Thursday, December 11, 2014

Raízes do apartheid


Pedro J. Bondaczuk


O resultado das eleições parlamentares sul-africanas, destinadas apenas para os brancos, veio confirmar tudo o que sempre se disse, e sempre se soube, acerca do regime racista desse país. O “apartheid” jamais será abolido por meios pacíficos, já que a minoria racial da África do Sul tem uma convicção profundamente arraigada da sua pretensa superioridade (mental e religiosa) sobre os nativos. Interpreta o seu domínio sobre os quase 25 milhões de negros do país como sendo uma “missão divina”, algo que não pode, e não deve, ser alterado por ninguém.

Não é o crítico que diz isto ou que tira ilações precipitadas de uma conjuntura, que conhece apenas à distância. Essa idéia está na base de todo o sistema discriminatório, implantado há 39 anos (em 1948), quando o Partido Nacional, que acaba de vencer mais uma eleição, elegendo 122 dos 166 integrantes do novo Parlamento, ascendeu ao poder, liderado por Daniel François Malan.

Mas os conflitos entre os brancos sul-africanos, descendentes dos holandeses (que são chamados de “affrikaners”) e os nativos negros, não vêm dessa época, apesar de que foi a partir daí que a segregação racial foi estabelecida por lei. Esses choques remontam ao século XVII, quando os primitivos europeus estabeleceram uma colônia na Província do Cabo.

O “apartheid” fundamenta-se em três princípios: 1º) A cultura ocidental (embora com o avanço dos meios de comunicação ela já não sirva mais de distintivo para ninguém, tamanha tem sido a sua difusão); 2º) A moralidade cristã (que os negros também têm, já que um expressivo número deles professa a fé anglicana) e 3º) A identidade racial específica, ou seja, a cor da pele.

Mas o próprio Daniel Malan, que implementou a segregação racial, mantendo a parte majoritária da população com a função única de servir de mão-de-obra barata e abundante, explicou o seguinte, acerca deste último item: “A diferença de cor é meramente a manifestação física de dois modos de vida irreconciliáveis”.

O resultado eleitoral divulgado ontem mostra que não era apenas esse líder do Partido Nacional, nem foram outros que o sucederam no correr do tempo (com grau maior ou menor de radicalismo) que pensavam assim. Os quatro milhões de brancos sul-africanos também entendem, em sua grande maioria, a questão dessa forma.

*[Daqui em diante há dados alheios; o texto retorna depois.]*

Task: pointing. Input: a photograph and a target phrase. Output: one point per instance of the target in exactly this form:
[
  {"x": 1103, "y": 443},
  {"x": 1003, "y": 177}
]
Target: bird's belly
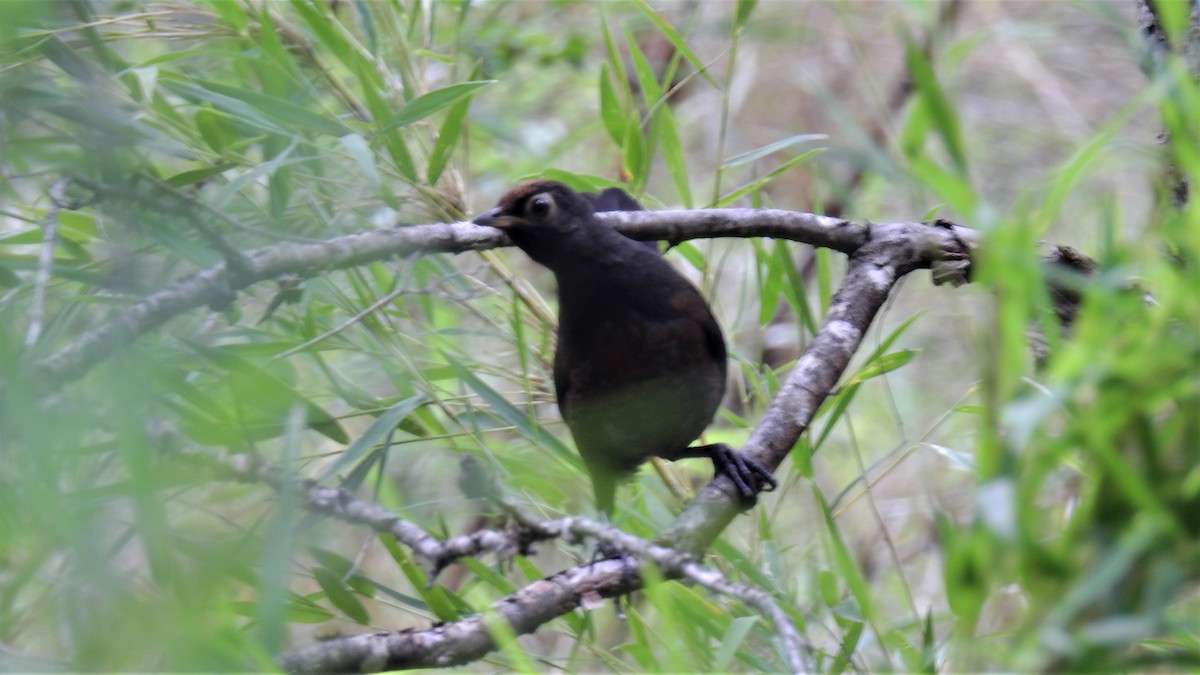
[{"x": 618, "y": 423}]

Caso não entendessem, não teriam outorgado tamanha soma de votos aos segregacionistas, chegando o requinte de desbancar os liberais de sua condição de segunda maior bancada no Parlamento. Doravante, tal primazia será dos ultradireitistas, que acham que o atual presidente, Pieter Wilhelm Botha, faz “concessões em demasia aos negros”.

Em 1985, quando foi criada uma câmara para os mestiços e asiáticos, o ex-primeiro-ministro, Hendrick Verwoerd, tentando explicar a razão de não se agir da mesma forma em relação à maioria esmagadora da população (aliás, os donos legítimos desse território, pois seus antepassados residiam lá antes que sequer se cogitasse no nascimento da Holanda no concerto europeu) disse: “O bantu (negro) deve ser orientado para servir sua própria comunidade.. Não há lugar para ele na comunidade européia (branca), além de certos tipos de trabalho braçal”.

Observe-se que a proporção de um para seis, em termos populacionais, em favor dos dominados, não quer dizer muita coisa. Os “affrikaners”, embora em número menor, dispõem, hoje, de um dos aparatos bélicos e repressivos mais formidáveis do mundo em termos de eficiência.

O que deverá ocorrer, mais cedo ou mais tarde, será uma conflagração racial sem precedentes na história, envolvendo não somente os negros da África do Sul, mas os de praticamente todo o continente, solidários com a humilhação de seus irmãos. Por isso, não houve exagero algum de Desmond Tutu quando previu que a noite, sem lua e sem estrelas, estava descendo sobre o seu país. Oxalá estivesse errado...

(Artigo publicado na página 11, Internacional, do Correio Popular, em 8 de maio de 1987).